Estudantes no México sofrem violência durante manifestação de descomemoração de assassinatos de 300 estudantes em 1968. Quase 50 anos depois, seis morreram, 15 ficaram feridos e 43 estão desaparecidos.
Viviane Tavares - EPSJV/Fiocruz | 13/11/2014 09h00 - Atualizado em 01/07/2022 09h46
Estudantes protestam na Cidade do México Foto: Viviane Tavares / EPSJV

(Do México)

Ao caminhar pelas ruas de diversas cidades do México são constantemente encontradas frases como: ‘Vivo los se llevaron, vivos los queremos', ‘Quando nos enterraram, não sabiam que éramos sementes', ‘Tu lucha es mi lucha, tu dolor es mi dolor', ‘Ayotzinapa Somos Todos?' e ‘Ni uno más'. São gritos de socorro dos pais, estudantes e de toda a população do país em relação ao caso dos estudantes de Ayotzinapa.

O caso até agora não desvendado e que já está causando comoção mundial, aconteceu nos dias 26 e 27 de setembro durante um protesto em Iguala, no Estado de Guerrero.? Na ocasião, diversos estudantes estavam se organizando em busca de verba e transporte para fazer uma manifestação na Cidade do México em descomemoração a outro episódio histórico de violência, o Massacre de Tlatelolco, que ocorreu em 1968, quando cerca de 300 estudantes foram assassinados.

Quase 50 anos depois, a história se repete. De acordo com relatos de três policiais que integram o grupo Guerreiros Unidos e que confessaram o crime, o prefeito de Iguala, José Luis Abarca, teria dado ordens à polícia para reprimir os estudantes para que eles não interrompessem um comício que seria realizado por sua esposa, Maria Piñeda, na cidade, no mesmo dia, e no qual ela pretendia lançar sua candidatura à prefeita no próximo ano. Os estudantes foram levados pela polícia, mas não chegaram à delegacia. De acordo com as investigações, eles teriam sido entregues aos Guerreiros Unidos. Após a declaração dos policiais, o casal fugiu, mas foi preso na cidade do México no dia 4 de novembro.

Os 43 estudantes desaparecidos eram da Escola Normal Rural Raul Isidro Burgos, da cidade de Ayotzinapa, no Estado de Guerrero, conhecida por seu forte viés de esquerda. "O orgulho compensa a dor", diz a mãe de Julio César Ramirez, um dos assassinados no dia 26 de setembro, quando foi à Ayotzinapa com um grupo de estudantes, às pressas, para dar reforço aos outros estudantes que haviam chegado mais cedo e estavam sofrendo forte repressão da polícia. "Ele foi encontrar seus companheiros porque sabia que podiam matá-los. Eles iam adiante porque tinham a certeza de que os companheiros vinham atrás", contou Berta Ramirez.

Viviane Tavares

Próximos passos

A imprensa alternativa e os pais dos estudantes até agora não acreditam na versão dada pelo Procurador da República, Jesus Murillo Karam, de que os estudantes teriam sido executados, calcificados e colocados em sacos plásticos e jogados no Rio San Juan, como informaram os réus confessos, integrantes da Guerreiros Unidos. De acordo com os pais, ainda não foram apresentadas evidências para tal afirmação e eles acreditam que essa versão visa encerrar o caso para que seja esquecido no país.
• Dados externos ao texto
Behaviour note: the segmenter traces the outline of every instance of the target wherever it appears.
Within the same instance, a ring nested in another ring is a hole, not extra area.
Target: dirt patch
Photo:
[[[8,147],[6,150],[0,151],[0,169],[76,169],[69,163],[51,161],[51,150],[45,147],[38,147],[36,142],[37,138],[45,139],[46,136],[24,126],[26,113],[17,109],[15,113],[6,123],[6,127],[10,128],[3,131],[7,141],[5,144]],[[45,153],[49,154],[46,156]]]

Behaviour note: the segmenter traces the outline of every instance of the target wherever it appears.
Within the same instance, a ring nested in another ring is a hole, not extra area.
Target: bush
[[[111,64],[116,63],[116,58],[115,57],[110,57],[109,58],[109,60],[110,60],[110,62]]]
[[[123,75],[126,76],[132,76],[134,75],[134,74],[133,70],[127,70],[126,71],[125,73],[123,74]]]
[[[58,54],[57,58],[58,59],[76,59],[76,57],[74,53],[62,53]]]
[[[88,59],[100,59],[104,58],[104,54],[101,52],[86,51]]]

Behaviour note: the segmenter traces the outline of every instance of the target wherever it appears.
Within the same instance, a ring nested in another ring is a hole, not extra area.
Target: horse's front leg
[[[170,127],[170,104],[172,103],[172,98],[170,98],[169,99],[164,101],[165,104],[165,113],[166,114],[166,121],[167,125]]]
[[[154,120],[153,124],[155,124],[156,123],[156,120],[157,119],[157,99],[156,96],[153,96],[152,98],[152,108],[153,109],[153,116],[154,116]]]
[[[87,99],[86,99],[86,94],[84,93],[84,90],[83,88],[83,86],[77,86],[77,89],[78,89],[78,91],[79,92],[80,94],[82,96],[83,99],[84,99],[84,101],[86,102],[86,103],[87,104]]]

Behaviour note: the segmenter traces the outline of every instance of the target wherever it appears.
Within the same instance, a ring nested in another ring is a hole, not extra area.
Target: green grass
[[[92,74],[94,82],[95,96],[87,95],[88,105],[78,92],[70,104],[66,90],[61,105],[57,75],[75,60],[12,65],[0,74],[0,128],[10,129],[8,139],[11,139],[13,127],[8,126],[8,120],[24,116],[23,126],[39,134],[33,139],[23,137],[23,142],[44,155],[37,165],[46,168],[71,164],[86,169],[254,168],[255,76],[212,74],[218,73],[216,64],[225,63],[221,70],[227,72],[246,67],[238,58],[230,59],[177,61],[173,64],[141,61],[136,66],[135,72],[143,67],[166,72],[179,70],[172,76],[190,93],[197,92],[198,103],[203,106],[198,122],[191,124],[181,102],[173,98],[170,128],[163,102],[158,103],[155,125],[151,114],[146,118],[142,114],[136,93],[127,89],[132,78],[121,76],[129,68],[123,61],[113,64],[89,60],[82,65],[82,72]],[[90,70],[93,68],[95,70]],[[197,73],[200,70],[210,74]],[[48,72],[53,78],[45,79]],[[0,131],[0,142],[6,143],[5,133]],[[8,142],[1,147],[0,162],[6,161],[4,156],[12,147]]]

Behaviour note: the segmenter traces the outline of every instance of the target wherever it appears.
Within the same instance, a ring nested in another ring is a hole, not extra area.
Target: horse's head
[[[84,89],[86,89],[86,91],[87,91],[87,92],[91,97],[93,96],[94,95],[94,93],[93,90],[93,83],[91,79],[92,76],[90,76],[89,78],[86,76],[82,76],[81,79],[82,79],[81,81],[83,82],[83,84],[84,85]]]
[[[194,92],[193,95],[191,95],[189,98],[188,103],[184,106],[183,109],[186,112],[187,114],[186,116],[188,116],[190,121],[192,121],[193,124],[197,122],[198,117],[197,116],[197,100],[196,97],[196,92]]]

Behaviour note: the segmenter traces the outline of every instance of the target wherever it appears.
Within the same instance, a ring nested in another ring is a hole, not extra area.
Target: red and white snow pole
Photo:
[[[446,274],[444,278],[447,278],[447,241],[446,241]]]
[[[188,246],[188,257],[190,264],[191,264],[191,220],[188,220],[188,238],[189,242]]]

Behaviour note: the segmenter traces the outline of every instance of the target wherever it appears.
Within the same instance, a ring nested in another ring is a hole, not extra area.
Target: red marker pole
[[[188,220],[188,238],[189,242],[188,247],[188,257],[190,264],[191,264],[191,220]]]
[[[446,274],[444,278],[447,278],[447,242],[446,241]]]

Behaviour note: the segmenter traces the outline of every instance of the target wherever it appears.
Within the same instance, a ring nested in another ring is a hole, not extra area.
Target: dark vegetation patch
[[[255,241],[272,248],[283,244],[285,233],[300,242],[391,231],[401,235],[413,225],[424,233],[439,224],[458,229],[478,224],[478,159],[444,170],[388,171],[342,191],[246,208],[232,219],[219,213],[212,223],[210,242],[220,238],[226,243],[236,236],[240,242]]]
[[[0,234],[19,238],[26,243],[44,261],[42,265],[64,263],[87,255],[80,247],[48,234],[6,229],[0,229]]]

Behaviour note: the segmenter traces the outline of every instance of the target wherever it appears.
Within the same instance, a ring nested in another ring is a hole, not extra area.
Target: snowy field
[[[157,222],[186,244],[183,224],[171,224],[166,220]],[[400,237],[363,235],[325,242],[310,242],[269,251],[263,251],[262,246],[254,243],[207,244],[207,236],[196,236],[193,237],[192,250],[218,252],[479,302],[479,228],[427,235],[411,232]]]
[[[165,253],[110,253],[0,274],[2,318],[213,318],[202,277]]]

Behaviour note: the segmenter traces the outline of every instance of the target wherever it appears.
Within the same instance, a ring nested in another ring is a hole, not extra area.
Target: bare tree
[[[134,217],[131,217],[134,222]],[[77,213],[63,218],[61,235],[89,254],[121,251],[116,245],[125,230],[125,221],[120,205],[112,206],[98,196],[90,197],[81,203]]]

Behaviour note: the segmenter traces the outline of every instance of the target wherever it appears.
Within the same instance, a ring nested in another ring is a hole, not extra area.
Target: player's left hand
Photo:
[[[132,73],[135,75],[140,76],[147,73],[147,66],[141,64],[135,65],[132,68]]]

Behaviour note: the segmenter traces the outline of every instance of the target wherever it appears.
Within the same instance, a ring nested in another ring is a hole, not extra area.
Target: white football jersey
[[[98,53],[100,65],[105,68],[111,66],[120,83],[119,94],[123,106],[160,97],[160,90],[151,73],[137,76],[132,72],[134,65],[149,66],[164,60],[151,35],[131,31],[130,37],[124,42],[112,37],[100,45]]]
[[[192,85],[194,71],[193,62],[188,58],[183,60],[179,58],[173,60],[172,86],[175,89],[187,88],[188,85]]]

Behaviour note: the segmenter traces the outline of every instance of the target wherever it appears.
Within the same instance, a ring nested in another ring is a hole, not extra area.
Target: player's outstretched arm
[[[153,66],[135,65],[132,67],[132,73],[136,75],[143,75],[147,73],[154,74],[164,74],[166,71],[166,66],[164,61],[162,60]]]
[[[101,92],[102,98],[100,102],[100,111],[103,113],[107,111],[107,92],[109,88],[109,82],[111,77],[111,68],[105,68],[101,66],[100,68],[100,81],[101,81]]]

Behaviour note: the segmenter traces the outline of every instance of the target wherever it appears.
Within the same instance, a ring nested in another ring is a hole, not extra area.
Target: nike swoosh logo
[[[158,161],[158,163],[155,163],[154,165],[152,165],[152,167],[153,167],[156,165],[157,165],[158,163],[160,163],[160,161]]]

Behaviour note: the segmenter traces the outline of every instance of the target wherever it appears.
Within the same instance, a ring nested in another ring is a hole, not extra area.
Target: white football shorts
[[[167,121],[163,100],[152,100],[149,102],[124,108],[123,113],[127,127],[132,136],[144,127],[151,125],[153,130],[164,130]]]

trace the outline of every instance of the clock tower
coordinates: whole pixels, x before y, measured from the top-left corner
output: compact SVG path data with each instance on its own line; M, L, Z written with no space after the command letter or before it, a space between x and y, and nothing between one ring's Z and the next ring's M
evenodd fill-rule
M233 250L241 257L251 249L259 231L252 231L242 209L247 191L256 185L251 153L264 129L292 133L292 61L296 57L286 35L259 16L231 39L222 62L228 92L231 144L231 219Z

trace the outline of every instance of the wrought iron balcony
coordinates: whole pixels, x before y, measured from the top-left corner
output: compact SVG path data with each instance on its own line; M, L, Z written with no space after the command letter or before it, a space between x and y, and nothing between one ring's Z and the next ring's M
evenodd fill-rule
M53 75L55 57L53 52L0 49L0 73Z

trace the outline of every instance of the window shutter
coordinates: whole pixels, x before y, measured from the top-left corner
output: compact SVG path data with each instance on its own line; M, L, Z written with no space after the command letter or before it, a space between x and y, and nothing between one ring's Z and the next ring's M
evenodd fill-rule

"A ações de comunicação das autoridades federais estão marcadas por falta de zelo e indolência. Não deixaram as famílias conhecerem os materiais que dizem ter e que está auxiliando no avanço das investigações, apesar das famílias pedirem para ter acesso, não apresentaram provas irrefutáveis sobre a versão dos detidos, porque carecem delas, e não esperaram o resultado da equipe forense que acompanha os familiares das vítimas. O que alimenta a percepção de que os governantes querem dar um esquecimento no assunto", afirmou o editorial "Ayotzinapa: expediente aberto", do jornal La Jornada, um dos principais jornais de esquerda do país, publicado no dia 9 de novembro. O texto cita ainda que um exemplo dessa ação a caminho do esquecimento é a declaração do presidente do Partido Revolucionário Institucional (PRI), César Camacho, que qualificou o episódio como uma lição dolorosa e convidou a sociedade a seguir adiante. Por conta dos acontecimentos e ainda com resquício do resultado duvidoso nas últimas eleições, há alta mobilização pedindo a cassação do presidente Piña Neto, do mesmo partido de Camacho.

Na última semana, corpos foram encontrados em cemitérios clandestinos em Cerro Viejo, na região de Iguala. Mas a possibilidade que os restos mortais pudessem ser dos estudantes foi descartada devido à incompatibilidade genética, segundo o resultado divulgado no dia 11 de novembro pela Equipe Argentina de Antropologia Forense (EAAF), contratada pelos pais dos estudantes para fazer a investigação e perícia. Os especialistas argentinos trabalham ainda na identificação de outros nove corpos encontrados em covas em La Parota e Iguala, além de ajudar na recuperação dos restos mortais no lixão de Cocula e no Rio San Juan. Há testes com restos mortais também enviados à Áustria.

Enquanto aguardam os resultados, uma comissão de pais e amigos dos 43 normalistas desaparecidos está organizando uma caravana por diversos estados do México para divulgar o ocorrido e buscar mais apoio. A mobilização já conta com o fortalecimento de estudantes universitários e de organizações sociais. A caravana ocorrerá de 13 a 20 de novembro e será concluída com uma grande marcha na Cidade do México, capital do país.

Mobilização mundial

Até agora, países como Holanda, Canadá, Estados Unidos, Argentina, Colômbia e Costa Rica já organizaram marchas de solidariedade aos familiares dos 43 estudantes desaparecidos e dos seis que foram assassinados.

 

*Com informações do coletivo Desinformémonos, La Jornada e Aristegui Notícias.